Langweilig war Hemingway nicht, aber eifersüchtig und rachsüchtig. Zu lachen gab es da nicht viel. Aber der Großwildjäger und die wilde Amazone, wie hätte das funktionieren sollen? Auch eine zweite Ehe ging schief. Martha Gellhorn liebte nach eigenem Bekenntnis "immer nur die Welt der Männer, nicht die MännerundFrauenWelt". Ein Credo, wie mit der Zirkelspitze in ihren innersten Gefühlskreis gestochen.

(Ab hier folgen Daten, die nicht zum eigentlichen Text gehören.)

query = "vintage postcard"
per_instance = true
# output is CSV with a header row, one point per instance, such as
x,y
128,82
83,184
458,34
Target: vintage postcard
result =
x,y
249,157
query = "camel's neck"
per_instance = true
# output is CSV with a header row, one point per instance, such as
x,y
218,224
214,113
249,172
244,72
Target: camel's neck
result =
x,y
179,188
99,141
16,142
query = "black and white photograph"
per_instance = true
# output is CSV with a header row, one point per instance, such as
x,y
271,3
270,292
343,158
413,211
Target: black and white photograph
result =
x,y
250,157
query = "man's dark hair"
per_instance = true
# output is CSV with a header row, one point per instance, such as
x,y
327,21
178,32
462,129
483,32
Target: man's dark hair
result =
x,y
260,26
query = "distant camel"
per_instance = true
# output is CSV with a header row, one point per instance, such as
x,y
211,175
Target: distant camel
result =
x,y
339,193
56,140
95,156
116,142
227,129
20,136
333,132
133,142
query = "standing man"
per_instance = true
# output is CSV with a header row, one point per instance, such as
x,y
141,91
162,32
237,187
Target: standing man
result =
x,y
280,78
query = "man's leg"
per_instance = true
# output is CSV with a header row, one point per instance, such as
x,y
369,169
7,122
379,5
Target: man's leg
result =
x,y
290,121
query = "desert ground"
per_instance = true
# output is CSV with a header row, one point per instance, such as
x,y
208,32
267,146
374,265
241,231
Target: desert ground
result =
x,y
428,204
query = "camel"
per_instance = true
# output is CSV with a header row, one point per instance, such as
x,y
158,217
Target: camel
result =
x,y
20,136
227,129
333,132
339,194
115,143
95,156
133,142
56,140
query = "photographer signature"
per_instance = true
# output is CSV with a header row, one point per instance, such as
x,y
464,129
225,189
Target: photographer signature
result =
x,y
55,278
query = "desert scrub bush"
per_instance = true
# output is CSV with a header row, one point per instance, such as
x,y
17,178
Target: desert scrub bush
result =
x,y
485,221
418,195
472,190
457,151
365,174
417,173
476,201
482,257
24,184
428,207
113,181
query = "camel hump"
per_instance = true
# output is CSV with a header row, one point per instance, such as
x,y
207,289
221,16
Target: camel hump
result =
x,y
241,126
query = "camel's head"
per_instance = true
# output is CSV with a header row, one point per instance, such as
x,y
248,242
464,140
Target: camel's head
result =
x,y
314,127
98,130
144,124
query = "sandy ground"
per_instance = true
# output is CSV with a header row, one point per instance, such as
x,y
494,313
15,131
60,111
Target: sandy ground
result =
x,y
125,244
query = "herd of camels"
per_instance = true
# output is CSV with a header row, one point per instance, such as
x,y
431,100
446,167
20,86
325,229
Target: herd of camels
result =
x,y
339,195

Die kühne Männerwelt des Krieges, wo sie sich als Gleiche unter Gleichen anerkannt fühlte, nichts davon, weder Gleichheit noch menschliche Größe, fand sie in der Männer- und Frauen-Welt. Nur darin spielen ihre Romane und Erzählungen. Eine Welt nah an der Jelinek-Welt. Nicht in der sprachlichen Manier, aber gedanklich ebenso kühn misogyn.